Cubas de la Sagra (1449), Santa María de la Cruz
Europe · Espagne
Ce qui s'est passé
En mars 1449, aux alentours de Cubas de la Sagra (aujourd'hui dans la province de Madrid, diocèse de Getafe), une jeune bergère nommée Inés Martínez Sánchez, âgée d'environ douze ans et demi, fille d'Alfonso et de Mari, affirma avoir vu une « Dame très belle et rayonnante » alors qu'elle gardait les troupeaux près du lieu. D'après les documents qui nous sont parvenus, les apparitions eurent lieu vers midi à plusieurs reprises ce mois-là : les copies des registres officiels indiquent les 3, 4, 7 et 9 mars 1449. Seule Inés vit la Dame ; à un moment donné, une autre jeune fille aurait entendu sa voix sans la voir, un détail figurant dans les comptes rendus du procès et qui doit être considéré comme un témoignage secondaire. Suite à ces événements, le lieu fut nommé « Santa María de la Cruz » (Sainte-Marie-de-la-Croix), un nom qui resta indissociable de la dévotion mariale locale et du sanctuaire.
Le message
D'après les archives et leurs copies, la Vierge Marie exhorta le peuple à la pénitence et à la conversion face à sa négligence des devoirs religieux et à sa vie de péché, et demanda qu'un lieu de culte soit érigé sur le site de l'apparition, ce qui mena à la construction d'une croix et d'un premier ermitage ou église. Ce contenu – pénitence, conversion et construction d'un lieu de culte – constitue le noyau documenté.
L'un des cas les mieux documentés du Moyen Âge hispanique
L'aspect le plus remarquable des apparitions de Cubas réside dans leur documentation. Le 9 mars 1449, un procès-verbal notarié des événements fut établi, comprenant les déclarations d'Inés et d'autres témoins, dans le cadre d'une enquête canonique menée par les autorités ecclésiastiques et civiles, et détaillée par des serments et des témoignages. C'est pourquoi l'on peut affirmer avec certitude que l'on connaît mieux les apparitions de Cubas que presque tous les autres épisodes similaires survenus en Espagne jusqu'au XVIIIe siècle.

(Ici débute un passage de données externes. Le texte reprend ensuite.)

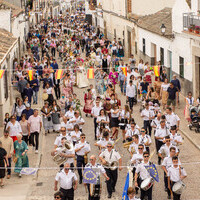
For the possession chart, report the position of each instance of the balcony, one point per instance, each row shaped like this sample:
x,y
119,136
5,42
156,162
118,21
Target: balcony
x,y
191,23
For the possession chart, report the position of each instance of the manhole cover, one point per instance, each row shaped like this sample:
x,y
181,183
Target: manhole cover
x,y
39,184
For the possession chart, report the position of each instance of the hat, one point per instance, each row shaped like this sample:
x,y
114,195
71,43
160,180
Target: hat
x,y
28,105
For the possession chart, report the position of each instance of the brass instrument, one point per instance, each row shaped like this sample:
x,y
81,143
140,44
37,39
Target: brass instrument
x,y
59,160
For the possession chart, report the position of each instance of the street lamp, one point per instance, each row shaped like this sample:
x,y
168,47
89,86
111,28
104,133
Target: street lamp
x,y
163,29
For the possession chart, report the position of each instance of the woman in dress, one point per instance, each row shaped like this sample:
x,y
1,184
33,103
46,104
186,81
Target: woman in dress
x,y
124,119
55,114
14,128
82,80
88,102
114,121
67,86
164,93
21,149
113,76
46,113
24,126
49,91
3,163
157,88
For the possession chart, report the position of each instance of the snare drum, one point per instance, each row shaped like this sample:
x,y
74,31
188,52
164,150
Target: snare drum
x,y
146,184
178,187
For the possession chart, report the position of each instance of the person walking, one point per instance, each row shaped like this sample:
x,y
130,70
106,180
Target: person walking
x,y
34,128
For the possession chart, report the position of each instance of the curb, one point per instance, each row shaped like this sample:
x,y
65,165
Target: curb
x,y
190,139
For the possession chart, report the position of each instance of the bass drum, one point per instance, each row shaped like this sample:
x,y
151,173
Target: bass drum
x,y
95,189
178,187
146,184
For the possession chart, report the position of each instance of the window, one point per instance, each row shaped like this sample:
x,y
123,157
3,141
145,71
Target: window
x,y
5,84
144,46
181,67
161,56
129,6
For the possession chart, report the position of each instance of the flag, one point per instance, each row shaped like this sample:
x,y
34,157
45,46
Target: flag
x,y
28,171
59,73
89,176
1,73
124,69
153,172
124,195
30,74
90,73
156,71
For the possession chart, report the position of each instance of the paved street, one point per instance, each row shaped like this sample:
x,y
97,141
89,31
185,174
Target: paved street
x,y
42,187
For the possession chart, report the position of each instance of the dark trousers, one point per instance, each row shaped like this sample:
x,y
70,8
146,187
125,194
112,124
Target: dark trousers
x,y
131,100
175,196
147,125
67,194
80,163
35,139
147,193
57,91
91,197
95,128
25,138
113,175
9,168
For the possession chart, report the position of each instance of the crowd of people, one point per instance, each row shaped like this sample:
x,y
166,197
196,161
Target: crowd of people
x,y
71,44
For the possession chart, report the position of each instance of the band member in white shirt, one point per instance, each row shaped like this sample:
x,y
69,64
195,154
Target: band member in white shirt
x,y
147,116
131,194
166,164
175,174
77,119
82,148
67,181
109,156
98,169
160,134
132,131
145,139
143,174
95,113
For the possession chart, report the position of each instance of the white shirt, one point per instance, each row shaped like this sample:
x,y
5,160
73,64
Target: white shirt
x,y
69,114
162,132
14,129
59,138
77,121
142,170
95,111
172,119
147,114
167,162
131,91
174,173
138,158
111,156
85,149
66,180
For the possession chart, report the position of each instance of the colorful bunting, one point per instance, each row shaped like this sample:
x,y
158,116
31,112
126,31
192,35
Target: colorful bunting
x,y
1,73
59,73
90,73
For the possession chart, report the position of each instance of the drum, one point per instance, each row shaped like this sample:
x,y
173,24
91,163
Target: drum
x,y
146,184
45,96
178,187
95,189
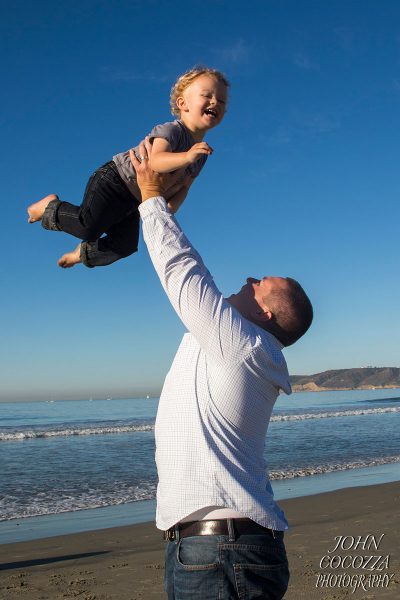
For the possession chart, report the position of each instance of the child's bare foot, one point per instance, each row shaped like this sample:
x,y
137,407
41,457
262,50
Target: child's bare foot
x,y
70,258
36,210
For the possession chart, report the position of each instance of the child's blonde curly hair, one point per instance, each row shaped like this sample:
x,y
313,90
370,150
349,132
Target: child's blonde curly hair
x,y
187,78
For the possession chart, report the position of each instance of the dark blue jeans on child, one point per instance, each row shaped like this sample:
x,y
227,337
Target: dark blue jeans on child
x,y
227,567
107,220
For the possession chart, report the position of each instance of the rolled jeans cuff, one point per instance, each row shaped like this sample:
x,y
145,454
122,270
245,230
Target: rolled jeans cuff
x,y
49,218
85,255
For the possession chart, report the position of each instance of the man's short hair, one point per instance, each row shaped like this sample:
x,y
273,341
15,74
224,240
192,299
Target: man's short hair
x,y
187,78
292,312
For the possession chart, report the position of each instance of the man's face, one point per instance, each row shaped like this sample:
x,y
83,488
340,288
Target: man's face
x,y
204,102
252,299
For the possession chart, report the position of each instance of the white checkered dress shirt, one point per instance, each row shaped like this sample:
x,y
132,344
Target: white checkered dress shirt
x,y
218,396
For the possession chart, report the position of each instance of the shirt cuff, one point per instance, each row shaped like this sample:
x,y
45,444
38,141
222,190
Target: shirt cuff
x,y
158,203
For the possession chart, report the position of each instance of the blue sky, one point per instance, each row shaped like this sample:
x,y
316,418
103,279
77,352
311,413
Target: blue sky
x,y
304,180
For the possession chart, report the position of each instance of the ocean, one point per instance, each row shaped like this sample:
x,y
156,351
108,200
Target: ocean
x,y
75,459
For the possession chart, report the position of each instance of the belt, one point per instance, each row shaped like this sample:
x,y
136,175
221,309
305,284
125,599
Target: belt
x,y
218,527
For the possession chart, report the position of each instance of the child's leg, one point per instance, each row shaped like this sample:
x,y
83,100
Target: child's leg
x,y
106,201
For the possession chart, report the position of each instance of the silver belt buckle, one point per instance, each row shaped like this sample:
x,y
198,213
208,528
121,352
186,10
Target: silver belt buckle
x,y
169,534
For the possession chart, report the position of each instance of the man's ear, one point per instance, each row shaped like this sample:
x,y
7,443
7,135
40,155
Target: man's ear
x,y
264,314
181,103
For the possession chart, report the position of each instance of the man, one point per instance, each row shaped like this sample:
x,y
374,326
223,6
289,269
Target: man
x,y
214,499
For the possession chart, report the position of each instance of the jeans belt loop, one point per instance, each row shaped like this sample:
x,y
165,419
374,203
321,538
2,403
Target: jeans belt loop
x,y
177,537
231,530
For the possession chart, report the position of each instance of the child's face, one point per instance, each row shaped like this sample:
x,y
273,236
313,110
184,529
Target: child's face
x,y
203,103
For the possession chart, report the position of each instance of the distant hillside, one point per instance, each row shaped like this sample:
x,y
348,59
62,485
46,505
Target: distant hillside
x,y
348,379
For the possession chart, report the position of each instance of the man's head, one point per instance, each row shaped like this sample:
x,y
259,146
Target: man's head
x,y
200,96
277,304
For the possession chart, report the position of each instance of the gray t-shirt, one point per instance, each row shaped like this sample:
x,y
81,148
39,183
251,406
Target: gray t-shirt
x,y
179,138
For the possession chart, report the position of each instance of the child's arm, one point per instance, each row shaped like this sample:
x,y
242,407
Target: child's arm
x,y
163,160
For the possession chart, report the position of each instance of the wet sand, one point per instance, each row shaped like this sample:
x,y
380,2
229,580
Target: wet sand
x,y
126,563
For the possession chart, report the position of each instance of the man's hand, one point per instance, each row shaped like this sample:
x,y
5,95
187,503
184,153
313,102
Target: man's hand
x,y
197,150
151,183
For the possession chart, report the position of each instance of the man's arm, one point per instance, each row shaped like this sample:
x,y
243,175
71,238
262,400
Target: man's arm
x,y
163,160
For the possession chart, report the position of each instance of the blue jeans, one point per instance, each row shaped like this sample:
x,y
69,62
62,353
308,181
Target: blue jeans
x,y
107,220
213,567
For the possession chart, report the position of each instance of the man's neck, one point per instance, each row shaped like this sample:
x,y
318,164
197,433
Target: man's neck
x,y
197,134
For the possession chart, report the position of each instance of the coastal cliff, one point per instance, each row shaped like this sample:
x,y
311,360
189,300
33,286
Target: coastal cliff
x,y
364,378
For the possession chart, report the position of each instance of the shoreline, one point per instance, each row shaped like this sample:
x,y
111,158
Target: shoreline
x,y
42,526
126,563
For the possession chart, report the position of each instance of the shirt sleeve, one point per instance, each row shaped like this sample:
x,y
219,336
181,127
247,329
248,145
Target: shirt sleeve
x,y
218,327
169,132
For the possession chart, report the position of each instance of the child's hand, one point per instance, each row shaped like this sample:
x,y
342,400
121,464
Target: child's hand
x,y
197,150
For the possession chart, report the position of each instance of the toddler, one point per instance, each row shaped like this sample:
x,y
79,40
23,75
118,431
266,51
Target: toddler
x,y
108,220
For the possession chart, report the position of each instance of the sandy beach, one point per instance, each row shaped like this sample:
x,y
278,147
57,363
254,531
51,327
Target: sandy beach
x,y
126,563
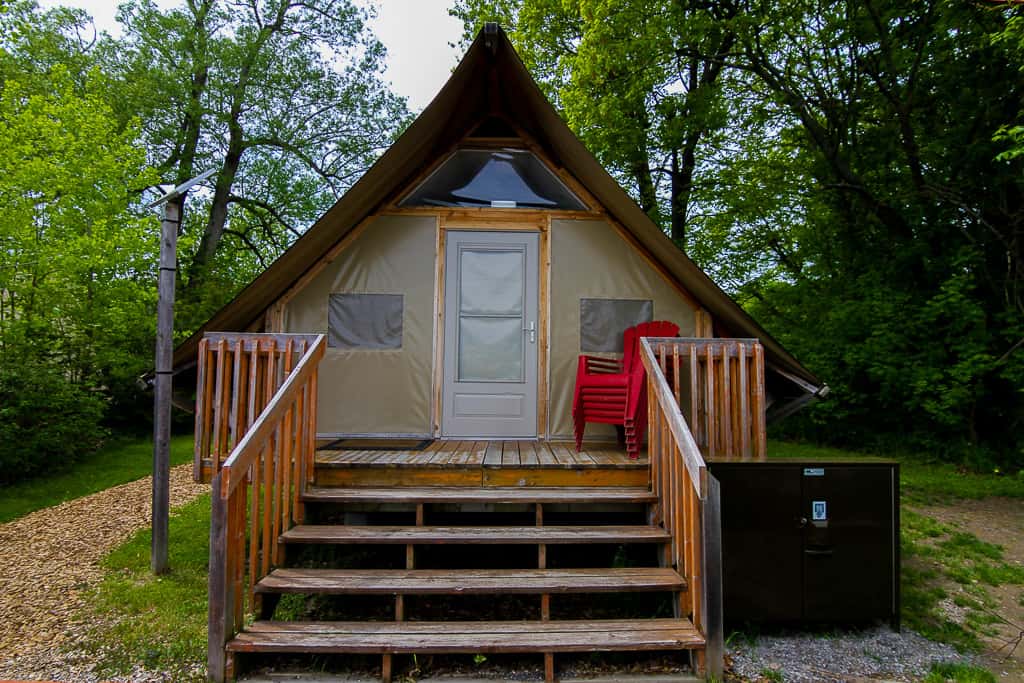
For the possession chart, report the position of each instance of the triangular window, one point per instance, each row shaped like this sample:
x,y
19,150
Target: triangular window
x,y
500,178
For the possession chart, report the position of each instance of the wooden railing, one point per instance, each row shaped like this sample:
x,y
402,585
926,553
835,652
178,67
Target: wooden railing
x,y
719,385
687,502
257,487
238,376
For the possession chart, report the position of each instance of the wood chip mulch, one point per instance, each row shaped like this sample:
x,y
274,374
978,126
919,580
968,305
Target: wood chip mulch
x,y
48,560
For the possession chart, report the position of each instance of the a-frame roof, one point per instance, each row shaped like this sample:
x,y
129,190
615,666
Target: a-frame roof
x,y
491,79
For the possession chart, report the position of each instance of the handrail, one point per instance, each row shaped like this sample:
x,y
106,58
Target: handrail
x,y
719,385
687,504
258,486
238,374
242,457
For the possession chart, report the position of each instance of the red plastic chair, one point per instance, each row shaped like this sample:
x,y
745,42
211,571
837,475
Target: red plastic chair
x,y
612,392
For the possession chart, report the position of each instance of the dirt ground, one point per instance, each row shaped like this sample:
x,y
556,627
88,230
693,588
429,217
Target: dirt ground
x,y
51,556
1000,521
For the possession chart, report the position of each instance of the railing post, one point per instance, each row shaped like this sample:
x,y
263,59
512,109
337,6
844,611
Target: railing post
x,y
714,629
221,594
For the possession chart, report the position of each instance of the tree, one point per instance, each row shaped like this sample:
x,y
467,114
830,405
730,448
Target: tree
x,y
657,65
847,188
284,98
76,269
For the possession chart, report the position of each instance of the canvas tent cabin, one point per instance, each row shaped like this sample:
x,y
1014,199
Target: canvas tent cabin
x,y
445,298
377,273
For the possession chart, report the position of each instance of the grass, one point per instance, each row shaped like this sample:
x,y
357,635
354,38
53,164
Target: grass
x,y
117,463
159,622
936,555
960,673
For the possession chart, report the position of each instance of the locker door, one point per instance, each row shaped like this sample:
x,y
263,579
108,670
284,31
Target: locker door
x,y
848,566
761,541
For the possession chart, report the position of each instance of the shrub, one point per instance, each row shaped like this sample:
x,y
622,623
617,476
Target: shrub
x,y
46,422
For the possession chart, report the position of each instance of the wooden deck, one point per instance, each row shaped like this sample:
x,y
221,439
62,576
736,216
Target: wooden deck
x,y
481,463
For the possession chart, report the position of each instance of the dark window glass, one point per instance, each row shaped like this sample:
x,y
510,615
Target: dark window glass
x,y
505,178
365,321
602,322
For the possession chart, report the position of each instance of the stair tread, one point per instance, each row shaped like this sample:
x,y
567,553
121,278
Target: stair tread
x,y
472,535
480,495
468,582
440,637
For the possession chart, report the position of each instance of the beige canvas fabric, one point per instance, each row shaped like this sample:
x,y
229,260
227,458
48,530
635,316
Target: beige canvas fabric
x,y
377,391
590,259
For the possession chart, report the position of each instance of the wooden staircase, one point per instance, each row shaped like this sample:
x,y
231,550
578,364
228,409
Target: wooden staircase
x,y
280,526
403,635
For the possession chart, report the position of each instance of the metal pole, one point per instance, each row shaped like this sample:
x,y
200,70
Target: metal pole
x,y
162,394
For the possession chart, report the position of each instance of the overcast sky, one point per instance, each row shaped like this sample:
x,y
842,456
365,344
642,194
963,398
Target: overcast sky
x,y
416,33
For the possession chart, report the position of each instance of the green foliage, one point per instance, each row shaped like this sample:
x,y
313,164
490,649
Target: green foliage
x,y
933,551
923,480
45,422
157,621
844,185
286,100
118,462
77,273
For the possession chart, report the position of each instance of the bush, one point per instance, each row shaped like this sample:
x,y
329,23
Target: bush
x,y
46,422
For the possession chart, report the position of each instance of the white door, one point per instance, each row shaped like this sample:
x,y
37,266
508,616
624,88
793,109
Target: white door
x,y
491,328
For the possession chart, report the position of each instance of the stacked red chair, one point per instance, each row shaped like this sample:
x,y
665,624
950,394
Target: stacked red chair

Le sanctuaire et le monastère aujourd'hui
De cette croix et de cet ermitage primitifs naquit la dévotion à Sainte Marie de la Croix, qui s'accrut grâce à la renommée des miracles et à l'afflux de pèlerins. L'initiative décisive fut prise par le cardinal Francisco Jiménez de Cisneros, à qui l'historiographie locale attribue l'impulsion du couvent franciscain de Sainte Marie de la Croix, un fait avéré et non une simple légende. Plus tard, la bienheureuse Jeanne de la Croix (« Sainte Jeanne ») vécut dans ce couvent, et ses épreuves contribuèrent à la découverte et à la préservation des documents relatifs aux apparitions. Aujourd'hui, le site est toujours connu sous le nom de Monastère et Sanctuaire Sainte Marie de la Croix, dans le diocèse de Getafe, où la dévotion mariale est florissante, les pèlerinages nombreux et les commémorations des apparitions et des miracles perpétuées. Un lien spirituel précieux unit la ville : de l'appel à la pénitence reçu par une humble bergère a émergé un centre spirituel où s'épanouit l'une des plus grandes mystiques espagnoles.
La position de l'Église
Il convient d'être précis quant au statut canonique. Au XVe siècle, la reconnaissance ecclésiastique ne prenait pas la forme habituelle d'un décret solennel à l'instar des rites modernes, mais consistait plutôt à autoriser et encourager le culte, et à ordonner la construction d'une église ou d'un ermitage officiel, parfois avec l'intervention de hautes autorités, comme ce fut le cas plus tard pour Cisneros. À Cubas, on retrouvait précisément ces signes : une procédure de collecte d'informations avec témoins et serments, un ordre épiscopal de construire une église, un acte notarié attestant des miracles et des pèlerinages organisés par la hiérarchie. Tout cela implique une reconnaissance pratique et traditionnelle du culte de Sainte Marie de la Croix comme légitime et promu par l'Église, et c'est pourquoi le diocèse, la presse locale réputée et les médias actuels parlent d'apparitions « approuvées par l'Église ».
Lien avec le Rosaire
S’adresser à Notre-Dame de la Croix en invoquant l’intercession de la Vierge et en priant le Rosaire est toujours légitime et bon, en communion avec l’Église et avec la sobriété requise par une dévotion ancienne et reconnue. Le message central de sainte Marie de la Croix – pénitence, conversion et vie chrétienne sincère – est au cœur même du Rosaire : contempler les mystères du Christ auprès de sa Mère et se laisser transformer par eux. Puisse l’exemple d’une simple jeune fille qui écoute et obéit nous encourager à prier avec humilité et confiance.